Attorney Corey Staughton of the New York Civil Liberties Union, who represents along with Shearman & Sterling the Suffolk County Jail inmates, said, "In real life, the inmates in the Suffolk County Jail, they're not treated like human beings. They're treated like animals."

The prisoners had since been seeking legal action over the purportedly deplorable dwellings in the very facility where parts of the Netflix show have coincidentally been filmed. MSNBC said that the NYCLU has decided to draw attention to the plight of the prisoners in a new social media campaign aptly called "Humanity is the New Black" in the hopes that fans of the show would be able to tie the issues in the "Orange is the New Black" to the ones people who are incarcerated in Suffolk Country Jail experience in real life.

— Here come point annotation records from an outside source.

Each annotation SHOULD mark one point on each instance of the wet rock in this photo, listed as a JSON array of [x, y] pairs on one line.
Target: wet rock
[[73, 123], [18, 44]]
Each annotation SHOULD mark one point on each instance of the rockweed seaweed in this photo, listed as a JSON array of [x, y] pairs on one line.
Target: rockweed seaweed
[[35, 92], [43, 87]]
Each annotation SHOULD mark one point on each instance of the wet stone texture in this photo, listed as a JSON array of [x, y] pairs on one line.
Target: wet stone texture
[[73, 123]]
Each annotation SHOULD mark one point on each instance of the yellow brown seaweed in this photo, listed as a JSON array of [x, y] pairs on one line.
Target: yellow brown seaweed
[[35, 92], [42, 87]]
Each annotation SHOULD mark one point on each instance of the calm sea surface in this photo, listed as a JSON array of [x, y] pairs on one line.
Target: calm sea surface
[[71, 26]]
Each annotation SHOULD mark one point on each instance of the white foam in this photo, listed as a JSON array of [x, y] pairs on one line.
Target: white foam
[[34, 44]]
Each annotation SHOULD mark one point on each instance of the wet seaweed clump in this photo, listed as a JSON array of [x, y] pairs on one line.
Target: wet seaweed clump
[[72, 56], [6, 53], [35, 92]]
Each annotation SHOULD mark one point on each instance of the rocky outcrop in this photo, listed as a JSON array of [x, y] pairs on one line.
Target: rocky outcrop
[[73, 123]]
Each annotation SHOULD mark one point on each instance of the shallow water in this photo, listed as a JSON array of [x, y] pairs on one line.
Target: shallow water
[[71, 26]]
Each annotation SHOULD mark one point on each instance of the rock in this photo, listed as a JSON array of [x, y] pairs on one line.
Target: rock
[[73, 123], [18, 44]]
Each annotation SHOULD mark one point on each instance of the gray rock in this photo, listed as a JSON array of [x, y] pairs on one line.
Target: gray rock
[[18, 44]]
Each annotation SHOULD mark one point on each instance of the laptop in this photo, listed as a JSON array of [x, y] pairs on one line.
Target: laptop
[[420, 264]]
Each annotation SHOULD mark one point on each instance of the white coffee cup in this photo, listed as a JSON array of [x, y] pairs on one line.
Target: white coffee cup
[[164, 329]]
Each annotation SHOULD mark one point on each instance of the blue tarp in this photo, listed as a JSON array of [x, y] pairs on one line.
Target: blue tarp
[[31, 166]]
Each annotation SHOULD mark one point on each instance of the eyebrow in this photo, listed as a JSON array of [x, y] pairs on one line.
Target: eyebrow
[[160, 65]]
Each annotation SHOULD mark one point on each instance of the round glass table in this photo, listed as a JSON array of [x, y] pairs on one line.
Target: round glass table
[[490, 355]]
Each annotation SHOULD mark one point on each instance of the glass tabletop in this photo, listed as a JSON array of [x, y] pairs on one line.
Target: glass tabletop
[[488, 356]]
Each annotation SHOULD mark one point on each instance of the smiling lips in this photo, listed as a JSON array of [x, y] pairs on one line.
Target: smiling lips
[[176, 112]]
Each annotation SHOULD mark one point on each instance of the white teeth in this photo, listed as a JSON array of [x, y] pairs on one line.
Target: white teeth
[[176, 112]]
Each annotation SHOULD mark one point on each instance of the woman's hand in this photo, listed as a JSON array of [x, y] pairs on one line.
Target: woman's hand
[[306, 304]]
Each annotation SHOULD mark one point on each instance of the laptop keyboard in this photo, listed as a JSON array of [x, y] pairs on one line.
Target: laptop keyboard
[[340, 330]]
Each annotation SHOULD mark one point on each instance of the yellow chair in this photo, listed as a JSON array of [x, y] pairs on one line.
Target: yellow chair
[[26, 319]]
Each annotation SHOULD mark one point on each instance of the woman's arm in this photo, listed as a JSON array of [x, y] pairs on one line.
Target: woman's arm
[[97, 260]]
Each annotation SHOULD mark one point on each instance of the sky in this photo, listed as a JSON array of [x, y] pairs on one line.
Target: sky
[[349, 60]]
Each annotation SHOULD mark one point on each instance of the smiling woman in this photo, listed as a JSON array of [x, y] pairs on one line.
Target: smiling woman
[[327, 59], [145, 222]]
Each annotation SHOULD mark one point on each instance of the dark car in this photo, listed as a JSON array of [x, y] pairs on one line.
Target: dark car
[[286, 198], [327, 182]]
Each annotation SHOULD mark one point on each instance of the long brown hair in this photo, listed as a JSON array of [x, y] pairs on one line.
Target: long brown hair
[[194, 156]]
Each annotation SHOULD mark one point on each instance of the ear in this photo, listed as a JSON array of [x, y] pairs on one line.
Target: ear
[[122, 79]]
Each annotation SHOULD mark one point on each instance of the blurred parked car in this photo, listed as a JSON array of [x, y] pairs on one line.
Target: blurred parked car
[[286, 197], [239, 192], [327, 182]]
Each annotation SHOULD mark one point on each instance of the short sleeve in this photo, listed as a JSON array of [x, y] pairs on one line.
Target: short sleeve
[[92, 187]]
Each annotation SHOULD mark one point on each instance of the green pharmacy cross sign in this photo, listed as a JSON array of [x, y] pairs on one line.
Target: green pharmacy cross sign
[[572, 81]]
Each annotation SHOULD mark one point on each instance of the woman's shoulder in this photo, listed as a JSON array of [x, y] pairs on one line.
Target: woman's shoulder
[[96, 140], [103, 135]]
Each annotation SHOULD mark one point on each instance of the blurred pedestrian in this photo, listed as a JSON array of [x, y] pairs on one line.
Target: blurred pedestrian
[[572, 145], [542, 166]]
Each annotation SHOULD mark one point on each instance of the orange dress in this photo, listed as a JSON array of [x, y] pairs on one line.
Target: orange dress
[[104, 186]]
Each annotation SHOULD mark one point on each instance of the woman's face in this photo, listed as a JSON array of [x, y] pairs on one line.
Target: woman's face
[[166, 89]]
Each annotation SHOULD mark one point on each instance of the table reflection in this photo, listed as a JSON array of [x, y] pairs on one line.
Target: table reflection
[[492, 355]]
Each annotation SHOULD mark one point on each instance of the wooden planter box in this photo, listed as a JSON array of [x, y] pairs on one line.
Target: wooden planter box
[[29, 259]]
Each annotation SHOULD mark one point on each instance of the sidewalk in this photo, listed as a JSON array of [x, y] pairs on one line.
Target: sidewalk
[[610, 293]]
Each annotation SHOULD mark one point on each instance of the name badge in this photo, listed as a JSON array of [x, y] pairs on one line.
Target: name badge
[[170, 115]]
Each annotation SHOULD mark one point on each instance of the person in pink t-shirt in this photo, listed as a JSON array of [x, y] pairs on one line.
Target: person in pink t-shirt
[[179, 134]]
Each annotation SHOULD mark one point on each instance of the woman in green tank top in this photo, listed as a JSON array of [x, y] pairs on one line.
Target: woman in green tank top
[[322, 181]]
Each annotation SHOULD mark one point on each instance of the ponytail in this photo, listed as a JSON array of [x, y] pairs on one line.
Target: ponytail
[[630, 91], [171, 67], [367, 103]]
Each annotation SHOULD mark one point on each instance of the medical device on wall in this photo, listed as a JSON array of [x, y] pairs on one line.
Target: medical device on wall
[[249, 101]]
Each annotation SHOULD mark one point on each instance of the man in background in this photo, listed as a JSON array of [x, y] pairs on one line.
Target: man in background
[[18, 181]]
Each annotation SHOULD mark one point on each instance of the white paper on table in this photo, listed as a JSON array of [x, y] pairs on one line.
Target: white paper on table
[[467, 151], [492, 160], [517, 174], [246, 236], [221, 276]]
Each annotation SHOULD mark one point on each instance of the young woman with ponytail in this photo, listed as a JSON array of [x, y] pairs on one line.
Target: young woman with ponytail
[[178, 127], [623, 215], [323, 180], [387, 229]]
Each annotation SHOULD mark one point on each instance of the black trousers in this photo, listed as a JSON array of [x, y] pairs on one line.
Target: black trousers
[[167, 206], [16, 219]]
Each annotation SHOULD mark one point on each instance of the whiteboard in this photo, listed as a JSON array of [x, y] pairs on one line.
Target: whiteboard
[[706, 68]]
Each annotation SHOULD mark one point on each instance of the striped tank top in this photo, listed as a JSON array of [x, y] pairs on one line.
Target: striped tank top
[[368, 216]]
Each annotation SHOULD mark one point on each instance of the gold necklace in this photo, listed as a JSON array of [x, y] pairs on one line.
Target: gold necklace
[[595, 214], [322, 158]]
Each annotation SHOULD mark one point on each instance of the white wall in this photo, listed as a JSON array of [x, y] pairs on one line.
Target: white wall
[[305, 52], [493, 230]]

According to Staughton, the lawsuit was lodged after the inmates have made over a hundred complaints to courts about the facility's conditions. Complaints collected by the NYCLU from the inmates at the Riverhead-based jail and its detention unit in Yaphank range from black mold in the showers, undrinkable water, sewage overflowing into their cells, and "ping pong toilets.

"You have people who will go to maximum security facilities, but you also have people who have been arrested for minor crimes, the folks in that jail will run the whole gamut in terms of the charges they're facing,"Staughton stressed.

Staughton said that although the lawsuit has seen progress, the County has been fighting back to ensure that information needed by the NYCLU on why the facilities are poorly managed. The lawyer admitted that they have been having difficulty getting information needed as part of the discovery process.

"This is not how we treat human beings. Any fan of the show will understand that there needs to be a little more of an element of humanity in how we treat people who are incarcerated," Staughton said.